The concept of AI agents, or god-forbid “agentic AI,” is the current buzzword du jour for every tech leader trying to hype their latest investment. But an idea Auto Assistant Software dedicated to completing tasks is far from a new concept. Much talk of “software agents” in the 1990s mirrors the current conversation in Silicon Valley, where leaders of tech companies now promise an incoming flood of generative AI-powered agents trained to do online work on our behalf.
“One problem I see is people questioning who is responsible for an agent’s actions,” one read Wire interview With MIT Professor Patty Mays, originally published in 1995. “Agents in particular take too long at the machine or buy something you don’t want on your behalf. Agents will raise many interesting issues, but I’m sure we can’t live without them.”
I called Mace in early January to discuss how his view of AI agents has changed over the years. He’s as optimistic as ever about the possibilities of personal automation, but he’s convinced that “too naive” engineers aren’t spending enough time dealing with the complexities of human-computer interactions. In fact, he says, their recklessness could induce other AI winters.
“The way these systems are built, right now, they’re optimized from a technical standpoint, an engineering standpoint,” he says. “But, they’re not at all optimized for human-design issues.” He focuses on how AI agents are easily deceived or adopt biased assumptions despite improvements in the underlying models. And a false confidence leads users to trust answers generated by AI tools when they shouldn’t.
To better understand other potential pitfalls for personal AI agents, let’s break them down into two distinct categories: those that feed you and those that represent you.

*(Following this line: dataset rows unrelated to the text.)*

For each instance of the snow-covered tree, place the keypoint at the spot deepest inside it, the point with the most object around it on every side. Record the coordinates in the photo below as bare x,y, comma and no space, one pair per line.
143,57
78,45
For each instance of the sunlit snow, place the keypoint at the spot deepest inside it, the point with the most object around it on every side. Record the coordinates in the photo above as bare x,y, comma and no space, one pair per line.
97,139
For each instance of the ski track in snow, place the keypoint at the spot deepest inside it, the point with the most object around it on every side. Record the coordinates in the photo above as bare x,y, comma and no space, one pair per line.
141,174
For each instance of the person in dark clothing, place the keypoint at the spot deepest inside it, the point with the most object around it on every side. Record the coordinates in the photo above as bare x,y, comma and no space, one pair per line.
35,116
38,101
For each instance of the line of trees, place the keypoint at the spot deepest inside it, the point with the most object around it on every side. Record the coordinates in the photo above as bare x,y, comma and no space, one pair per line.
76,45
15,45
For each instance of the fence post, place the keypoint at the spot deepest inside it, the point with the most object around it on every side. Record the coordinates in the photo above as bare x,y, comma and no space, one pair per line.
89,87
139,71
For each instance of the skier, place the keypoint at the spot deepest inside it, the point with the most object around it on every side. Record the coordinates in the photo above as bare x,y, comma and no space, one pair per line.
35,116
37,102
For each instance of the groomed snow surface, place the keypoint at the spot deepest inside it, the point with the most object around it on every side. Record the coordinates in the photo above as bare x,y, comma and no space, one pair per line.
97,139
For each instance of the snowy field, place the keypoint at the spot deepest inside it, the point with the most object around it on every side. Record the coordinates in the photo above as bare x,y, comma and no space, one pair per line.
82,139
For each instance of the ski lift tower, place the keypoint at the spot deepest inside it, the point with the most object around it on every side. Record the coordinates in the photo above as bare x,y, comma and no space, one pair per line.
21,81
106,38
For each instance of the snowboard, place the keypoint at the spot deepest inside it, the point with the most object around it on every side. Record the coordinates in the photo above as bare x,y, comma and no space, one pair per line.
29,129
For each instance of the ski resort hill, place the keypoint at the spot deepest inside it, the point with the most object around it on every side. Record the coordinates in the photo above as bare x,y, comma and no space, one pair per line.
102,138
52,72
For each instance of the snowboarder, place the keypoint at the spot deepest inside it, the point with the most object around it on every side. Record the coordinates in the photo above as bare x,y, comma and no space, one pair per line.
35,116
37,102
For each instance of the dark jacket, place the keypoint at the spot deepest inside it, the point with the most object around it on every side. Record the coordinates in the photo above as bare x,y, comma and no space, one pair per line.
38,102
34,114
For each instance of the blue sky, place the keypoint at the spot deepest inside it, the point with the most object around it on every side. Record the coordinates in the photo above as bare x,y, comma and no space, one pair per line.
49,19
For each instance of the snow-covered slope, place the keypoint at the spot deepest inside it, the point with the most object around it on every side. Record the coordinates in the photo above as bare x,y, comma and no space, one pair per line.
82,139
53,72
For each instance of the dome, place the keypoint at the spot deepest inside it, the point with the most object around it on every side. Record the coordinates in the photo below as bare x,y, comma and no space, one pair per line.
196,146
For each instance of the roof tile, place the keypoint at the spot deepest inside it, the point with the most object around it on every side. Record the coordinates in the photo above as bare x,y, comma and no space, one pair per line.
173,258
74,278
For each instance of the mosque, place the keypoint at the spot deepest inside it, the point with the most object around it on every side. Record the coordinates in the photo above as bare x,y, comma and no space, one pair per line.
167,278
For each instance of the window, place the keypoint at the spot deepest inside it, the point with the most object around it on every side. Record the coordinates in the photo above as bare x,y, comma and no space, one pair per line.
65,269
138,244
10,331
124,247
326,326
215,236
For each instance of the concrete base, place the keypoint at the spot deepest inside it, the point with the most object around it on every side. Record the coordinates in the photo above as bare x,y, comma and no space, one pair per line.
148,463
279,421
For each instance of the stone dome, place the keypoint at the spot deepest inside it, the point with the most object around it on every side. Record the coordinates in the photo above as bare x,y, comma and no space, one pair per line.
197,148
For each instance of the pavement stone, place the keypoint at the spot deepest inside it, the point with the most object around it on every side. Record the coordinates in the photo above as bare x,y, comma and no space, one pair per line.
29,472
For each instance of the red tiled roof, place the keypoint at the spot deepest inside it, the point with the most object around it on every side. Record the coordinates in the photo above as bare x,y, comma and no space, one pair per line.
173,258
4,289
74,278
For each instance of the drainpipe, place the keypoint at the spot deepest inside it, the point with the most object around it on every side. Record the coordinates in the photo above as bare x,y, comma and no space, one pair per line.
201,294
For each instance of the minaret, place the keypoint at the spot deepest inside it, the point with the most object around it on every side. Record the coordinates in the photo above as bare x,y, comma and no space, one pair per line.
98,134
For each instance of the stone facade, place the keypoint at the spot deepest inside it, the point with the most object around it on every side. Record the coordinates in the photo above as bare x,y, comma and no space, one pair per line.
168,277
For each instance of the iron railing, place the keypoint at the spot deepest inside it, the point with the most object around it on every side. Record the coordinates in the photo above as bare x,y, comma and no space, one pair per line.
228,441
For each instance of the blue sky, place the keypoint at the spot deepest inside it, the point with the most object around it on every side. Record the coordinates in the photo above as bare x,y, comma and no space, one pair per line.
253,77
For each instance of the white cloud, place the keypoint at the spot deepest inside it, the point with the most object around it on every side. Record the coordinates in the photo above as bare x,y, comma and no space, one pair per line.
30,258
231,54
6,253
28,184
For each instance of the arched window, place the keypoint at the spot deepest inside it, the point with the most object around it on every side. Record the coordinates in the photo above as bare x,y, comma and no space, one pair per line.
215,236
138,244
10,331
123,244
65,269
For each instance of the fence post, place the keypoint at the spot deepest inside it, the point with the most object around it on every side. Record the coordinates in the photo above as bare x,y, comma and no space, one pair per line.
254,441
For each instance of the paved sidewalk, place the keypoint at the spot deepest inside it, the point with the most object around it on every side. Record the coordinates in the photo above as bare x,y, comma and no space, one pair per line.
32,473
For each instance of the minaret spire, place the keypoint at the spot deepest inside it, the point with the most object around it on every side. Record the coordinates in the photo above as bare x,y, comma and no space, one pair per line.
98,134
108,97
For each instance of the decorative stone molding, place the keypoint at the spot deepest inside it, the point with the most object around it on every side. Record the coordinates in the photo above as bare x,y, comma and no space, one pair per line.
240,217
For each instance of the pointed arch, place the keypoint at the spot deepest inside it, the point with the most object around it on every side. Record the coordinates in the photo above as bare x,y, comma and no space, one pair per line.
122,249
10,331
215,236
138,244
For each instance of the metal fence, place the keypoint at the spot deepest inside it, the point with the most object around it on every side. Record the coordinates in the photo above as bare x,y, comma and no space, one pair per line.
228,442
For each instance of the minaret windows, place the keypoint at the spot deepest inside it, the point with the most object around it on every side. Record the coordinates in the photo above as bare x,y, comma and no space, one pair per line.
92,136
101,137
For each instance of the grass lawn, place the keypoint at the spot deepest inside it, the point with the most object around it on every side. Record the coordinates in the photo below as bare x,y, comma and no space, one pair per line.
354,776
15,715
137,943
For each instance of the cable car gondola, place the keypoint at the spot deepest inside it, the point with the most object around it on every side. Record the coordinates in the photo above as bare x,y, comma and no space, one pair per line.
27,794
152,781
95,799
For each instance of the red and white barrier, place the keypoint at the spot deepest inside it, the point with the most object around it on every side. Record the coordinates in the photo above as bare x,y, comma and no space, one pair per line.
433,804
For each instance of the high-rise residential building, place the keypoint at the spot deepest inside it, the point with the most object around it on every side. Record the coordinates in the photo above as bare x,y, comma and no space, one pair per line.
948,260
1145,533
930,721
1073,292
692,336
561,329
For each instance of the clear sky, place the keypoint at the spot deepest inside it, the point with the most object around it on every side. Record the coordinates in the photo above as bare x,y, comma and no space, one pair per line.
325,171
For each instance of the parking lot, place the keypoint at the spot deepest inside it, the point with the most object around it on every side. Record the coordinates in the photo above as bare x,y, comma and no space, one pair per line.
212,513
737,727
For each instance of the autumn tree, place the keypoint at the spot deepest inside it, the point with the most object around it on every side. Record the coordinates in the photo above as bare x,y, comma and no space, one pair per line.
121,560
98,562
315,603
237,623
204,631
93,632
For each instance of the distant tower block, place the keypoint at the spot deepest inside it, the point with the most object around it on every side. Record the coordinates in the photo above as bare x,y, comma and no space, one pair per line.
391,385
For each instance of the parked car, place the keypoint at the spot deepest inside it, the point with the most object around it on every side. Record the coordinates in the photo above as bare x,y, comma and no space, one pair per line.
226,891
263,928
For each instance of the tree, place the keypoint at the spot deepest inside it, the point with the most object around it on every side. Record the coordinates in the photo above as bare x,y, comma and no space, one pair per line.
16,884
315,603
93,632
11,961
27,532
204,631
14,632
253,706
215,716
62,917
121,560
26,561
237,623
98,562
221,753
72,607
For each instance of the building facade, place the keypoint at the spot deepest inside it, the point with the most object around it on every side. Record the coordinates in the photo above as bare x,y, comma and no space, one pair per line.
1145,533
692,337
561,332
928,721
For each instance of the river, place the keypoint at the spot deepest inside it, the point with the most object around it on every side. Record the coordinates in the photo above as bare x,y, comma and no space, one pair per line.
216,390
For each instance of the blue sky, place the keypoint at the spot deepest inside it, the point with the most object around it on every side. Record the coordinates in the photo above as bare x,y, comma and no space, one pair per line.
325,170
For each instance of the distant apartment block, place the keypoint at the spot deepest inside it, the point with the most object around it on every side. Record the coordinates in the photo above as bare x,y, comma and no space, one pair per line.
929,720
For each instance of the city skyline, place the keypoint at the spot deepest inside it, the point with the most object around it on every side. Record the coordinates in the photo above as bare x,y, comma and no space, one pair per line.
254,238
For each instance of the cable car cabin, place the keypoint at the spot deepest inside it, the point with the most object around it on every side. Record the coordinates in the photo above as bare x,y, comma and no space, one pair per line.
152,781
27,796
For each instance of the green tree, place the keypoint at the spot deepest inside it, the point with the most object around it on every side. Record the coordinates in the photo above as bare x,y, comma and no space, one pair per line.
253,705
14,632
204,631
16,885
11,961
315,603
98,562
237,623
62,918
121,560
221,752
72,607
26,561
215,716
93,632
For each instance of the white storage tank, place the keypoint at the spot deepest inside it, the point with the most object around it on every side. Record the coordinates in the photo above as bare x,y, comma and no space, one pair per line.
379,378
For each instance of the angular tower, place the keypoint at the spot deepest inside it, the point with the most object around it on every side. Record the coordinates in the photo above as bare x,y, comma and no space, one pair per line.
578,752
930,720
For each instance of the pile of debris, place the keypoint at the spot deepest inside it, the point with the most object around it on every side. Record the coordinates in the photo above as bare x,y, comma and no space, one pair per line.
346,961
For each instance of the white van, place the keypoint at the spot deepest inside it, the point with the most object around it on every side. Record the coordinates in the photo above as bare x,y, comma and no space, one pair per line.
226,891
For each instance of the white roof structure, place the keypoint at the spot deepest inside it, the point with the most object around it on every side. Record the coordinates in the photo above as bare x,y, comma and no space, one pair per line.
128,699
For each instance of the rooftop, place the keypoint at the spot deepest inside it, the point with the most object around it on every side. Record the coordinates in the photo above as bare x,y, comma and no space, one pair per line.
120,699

Feeding agents are algorithms with data about your habits and tastes that sift through a wealth of information to find what’s relevant to you. Sounds familiar, right? any social media Suggestion engines filling a timeline with useful posts or endless ad trackers showing me those mushroom gummies for the thousandth time Instagram Can be considered as a personal AI agent. As another example from a ’90s interview, Mace mentions a newsgathering agent fine-tuned to bring back the articles he wanted. This sounds like my Google News landing page.